Он был просто Криббинсом. Никто не знал его первого имени. Мойст объединился с ним где-то десять лет назад, и одной зимой в Убервальде они провели одно дело со старым наследством. Он был намного старше Мойста, но у него была серьезная проблема личного характера, из-за которой от него тянуло безумием.
И он был кошмарен за работой. У профессионалов есть гордость. Должны быть люди, которых ты не грабишь, и вещи, которые не крадешь. И должен быть стиль. Если у вас нет стиля, вы никогда не взлетите.
У Криббинса не было стиля. Он не был жестоким, разве что если не было абсолютно никаких шансов на возмездие, но у этого человека была какая-то общая отчаянная вкрадчивая злоба, которая очень угнетала Мойста.
— Какая-то проблема, мистер Липовиг? — спросил Бент, сверля взглядом Криббинса.
— Что? О… Нет… — сказал Мойст. Это шантаж, подумал он. Та чертова картинка в газете. Но он ничего не может доказать, ни единого факта.
— Вы ошиблись, сэр, — обратился к нему Мойст. Он поглядел по сторонам. Очереди продвигались, и никто не обращал на них никакого внимания.

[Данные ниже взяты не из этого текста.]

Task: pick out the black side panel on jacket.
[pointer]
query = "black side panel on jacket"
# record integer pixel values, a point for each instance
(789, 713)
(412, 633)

Криббинс склонил голову набок и посмотрел на Мойста заинтересованным взглядом.
— Ошибся, шэр? Может быть. Может, и ошибся. Дорожная жизнь, каждый день новые приятели, знаете — ну, нет, не знаете ведь, пошкольку вы не Альберт Шпэнглер. Хотя жабавно, потому што у вас его улыбка, сэр, трудно ижменить улыбку, а ваша улыбка, она как бы перед лицом, как будто бы вы иж-жа нее глядите чавк. Прямо как юный Альберт улыбалшя. Шветлая у него была голова, очень быстрый, очень быштрый парень, я научил его всему, что знал.
… И ушло на это около десяти минут, подумал Мойст, и год на то, чтобы кое-что из этого забыть. Это такие, как ты, создают преступникам дурную славу…
— Конешно, начинаешь думать, а может ли леопард шменить швою шкуру? Мог этот штарый жулик, которого я жнал штолько лет назад, бросить широкий и извилистый путь ради прямого и узкого? — он бросил взгляд на Мойста и поправился: — Упш! Нет, конечно, вы не могли, пошкольку никогда раньше меня не видели. Но я погорел в Псевдополисе, видите ли, был брошен в каталажку за злокозненное праздношатание — именно там я пришёл к Ому.
— Почему? Что он сделал? — это было глупо, но Мойст не мог устоять.
— Не усмехайтесь, сэр, не усмехайтесь, — торжественно сказал Криббинс. — Я теперь другой человек, другой человек. Моя обязанность в том, чтобы нести благую весть, шэр.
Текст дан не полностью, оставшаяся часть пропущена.